The European Central Bank (ECB) cut interest rates again on Thursday as inflation slows and economic growth falters, but provided no substantial clues to its next step, even as investors bet on steady policy easing in the months ahead.
The ECB lowered its deposit rate by 25 basis points to 3.50 per cent in a widely telegraphed move, following up on a similar cut in June as inflation is now within striking distance of its 2 per cent target and the domestic economy is skirting a recession.
With the cut widely expected, investor attention has already shifted to what will come next and how European Central Bank decisions will be shaped by the US Federal Reserve’s widely expected start to its own rate-cutting next week. But the ECB, the central bank for the 20 countries that share the euro, gave nothing away.
“We are not pre-committing to a particular rate path,” ECB President Christine Lagarde told a press conference, using the bank’s standard formula for what it calls its “data-dependent”, meeting-by-meeting approach to policy.
“We are looking at a whole battery of indicators,” she said, noting that September was likely to deliver a low reading of inflation simply because of statistical base effects.
Euro assets were little changed by the move and by the absence of clues on the future rate path, which analysts interpreted as evidence of the ECB’s caution.
“Given that the ECB’s track record of predicting inflation on its way up is rather weak, the European Central Bank will want to be entirely sure before engaging in more aggressive rate cuts,” said Carsten Brzeski, Global Head of Macro at ING.
Lagarde painted a mixed picture of inflation in the euro area continuing to be sustained by rising wages even as overall labour cost pressures moderated and were absorbed by companies.
More dovish ECB policymakers, mainly from the eurozone’s south, have been arguing that recession risks are rising and high ECB rates are now restricting growth far more than needed, raising the risk that inflation could undershoot the target.
But inflation-wary hawks, who are still in a majority, say the labour market remains too hot for the European Central Bank to sit back, and that underlying price pressures, as evidenced in stubborn services costs, raise the risk inflation could surge again.
New economic forecasts did little to settle the debate.
Quarterly projections from the ECB’s staff showed that growth this year will be slightly lower than forecast in June while inflation is still only seen back at target in the second half of next year.
That means few if any policymakers are likely to argue against further easing, with the key divide being how quickly the European Central Bank should move.
Hawkish policymakers have made clear that they see quarterly rate cuts as appropriate, since key growth and wage indicators - which inform the ECB’s own projections - are compiled every three months.
Investors are also divided, with another cut by December fully priced into financial markets but the chance of an interim move in October wavering between 30 per cent and 50 per cent.
With Thursday’s move, the European Central Bank’s deposit rate will fell by 25 basis points to 3.5 per cent.
The refinancing rate, however, was cut by a much bigger 60 basis points to 3.65 per cent in a long-flagged technical adjustment.

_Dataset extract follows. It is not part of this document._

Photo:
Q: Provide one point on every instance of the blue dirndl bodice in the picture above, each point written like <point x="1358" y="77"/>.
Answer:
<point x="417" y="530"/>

The gap between the two interest rates had been set at 50 basis points since September 2019, when the ECB was pumping stimulus into the economy to avert the threat of deflation.

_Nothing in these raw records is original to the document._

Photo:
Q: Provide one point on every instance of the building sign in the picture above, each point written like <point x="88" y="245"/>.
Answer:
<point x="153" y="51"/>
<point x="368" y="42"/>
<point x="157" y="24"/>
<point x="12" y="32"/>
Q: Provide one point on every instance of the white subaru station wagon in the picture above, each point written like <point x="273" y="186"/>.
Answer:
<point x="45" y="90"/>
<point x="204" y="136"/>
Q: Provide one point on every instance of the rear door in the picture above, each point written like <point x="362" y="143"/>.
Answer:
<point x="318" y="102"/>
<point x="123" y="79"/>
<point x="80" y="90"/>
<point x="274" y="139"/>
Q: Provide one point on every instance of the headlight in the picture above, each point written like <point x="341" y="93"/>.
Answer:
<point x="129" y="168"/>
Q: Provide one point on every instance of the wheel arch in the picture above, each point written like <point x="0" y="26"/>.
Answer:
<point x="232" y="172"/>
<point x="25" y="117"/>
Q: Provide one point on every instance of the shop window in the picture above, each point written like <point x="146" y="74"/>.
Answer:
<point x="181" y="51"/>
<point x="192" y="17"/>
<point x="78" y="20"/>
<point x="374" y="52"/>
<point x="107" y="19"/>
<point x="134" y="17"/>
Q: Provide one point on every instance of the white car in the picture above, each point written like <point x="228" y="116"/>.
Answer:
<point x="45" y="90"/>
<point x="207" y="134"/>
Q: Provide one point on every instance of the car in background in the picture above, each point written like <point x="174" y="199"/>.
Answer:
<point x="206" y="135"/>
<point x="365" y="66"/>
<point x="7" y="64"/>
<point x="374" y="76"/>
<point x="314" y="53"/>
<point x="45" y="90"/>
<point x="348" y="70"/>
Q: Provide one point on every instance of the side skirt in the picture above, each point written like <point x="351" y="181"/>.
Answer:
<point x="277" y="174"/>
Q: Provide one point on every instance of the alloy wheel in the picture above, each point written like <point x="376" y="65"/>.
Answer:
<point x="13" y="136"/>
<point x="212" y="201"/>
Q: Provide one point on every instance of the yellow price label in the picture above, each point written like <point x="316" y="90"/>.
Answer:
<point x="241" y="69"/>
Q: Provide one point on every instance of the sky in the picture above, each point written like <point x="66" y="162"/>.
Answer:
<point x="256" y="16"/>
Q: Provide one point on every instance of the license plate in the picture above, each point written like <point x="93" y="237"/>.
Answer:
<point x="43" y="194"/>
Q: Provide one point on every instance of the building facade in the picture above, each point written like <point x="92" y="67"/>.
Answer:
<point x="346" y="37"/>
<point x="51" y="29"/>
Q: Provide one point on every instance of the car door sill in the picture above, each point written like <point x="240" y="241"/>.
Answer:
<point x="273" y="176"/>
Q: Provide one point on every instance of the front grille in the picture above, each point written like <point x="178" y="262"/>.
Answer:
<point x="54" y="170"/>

It announced plans in March to narrow the corridor to 15 basis points from Thursday’s meeting, to encourage the eventual rekindling of lending between banks.
Such a revival is still years away, so the ECB’s move is a pre-emptive adjustment of its operating framework.

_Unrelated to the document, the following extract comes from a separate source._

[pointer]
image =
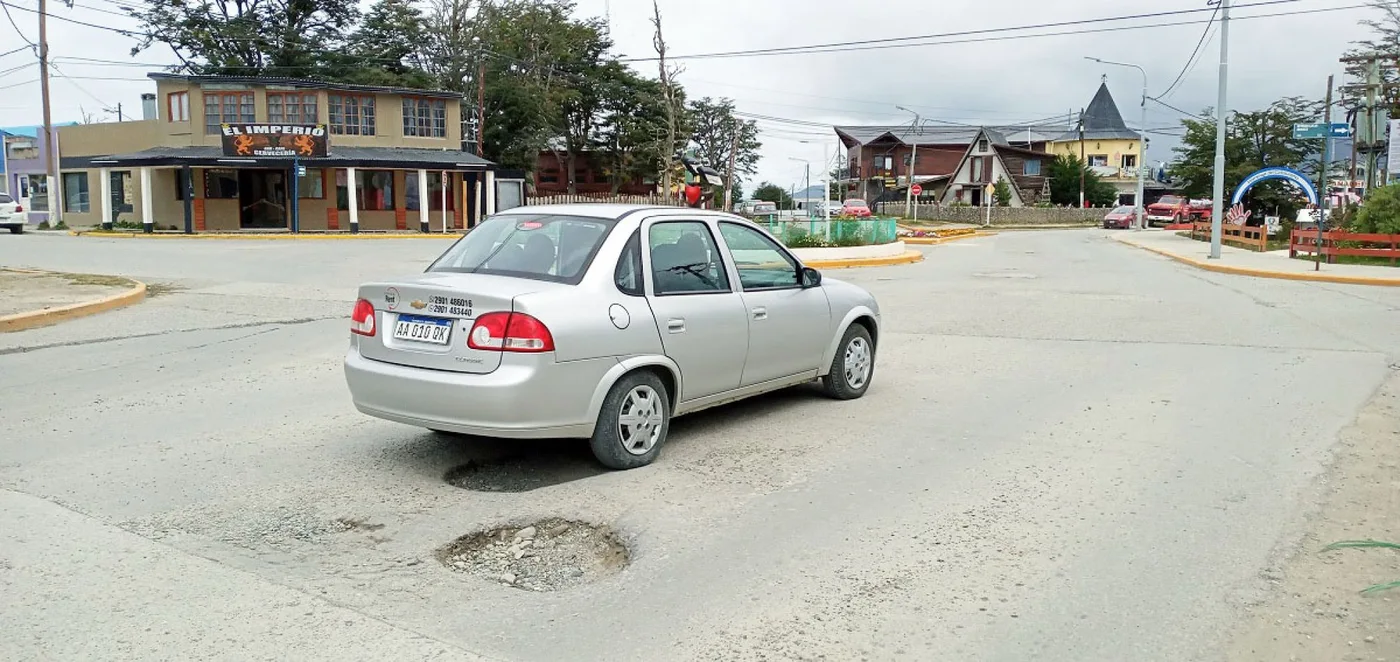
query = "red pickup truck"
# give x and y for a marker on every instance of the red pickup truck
(1176, 209)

For now, banks are sitting on 3 trillion euros of excess liquidity which they deposit with the ECB overnight, making the deposit rate in effect its main policy instrument.
Over time this liquidity should dwindle, pushing banks to borrow again from the European Central Bank at the refinancing rate, traditionally the central bank’s benchmark interest rate.
Once that happens, the main rate will regain its headline status, while the narrower rate corridor should help the ECB better manage market rates.
The marginal lending rate, a rarely used instrument, was also cut by 60 basis points to 3.90 per cent.
Eurozone government bond yields were mixed on Thursday after the ECB decided on a widely expected 25 basis points interest rate cut and tweaked its economic forecasts.
The bloc’s borrowing costs dropped on Wednesday, tracking moves in US Treasuries after data showed US underlying inflation remained sticky, curbing expectations for a significant interest rate cut by the Federal Reserve next week.
German 10-year Bund yields were up 1.5 basis points at 2.114 per cent -- roughly unchanged from before the ECB statement -- after falling 5 bps the day before.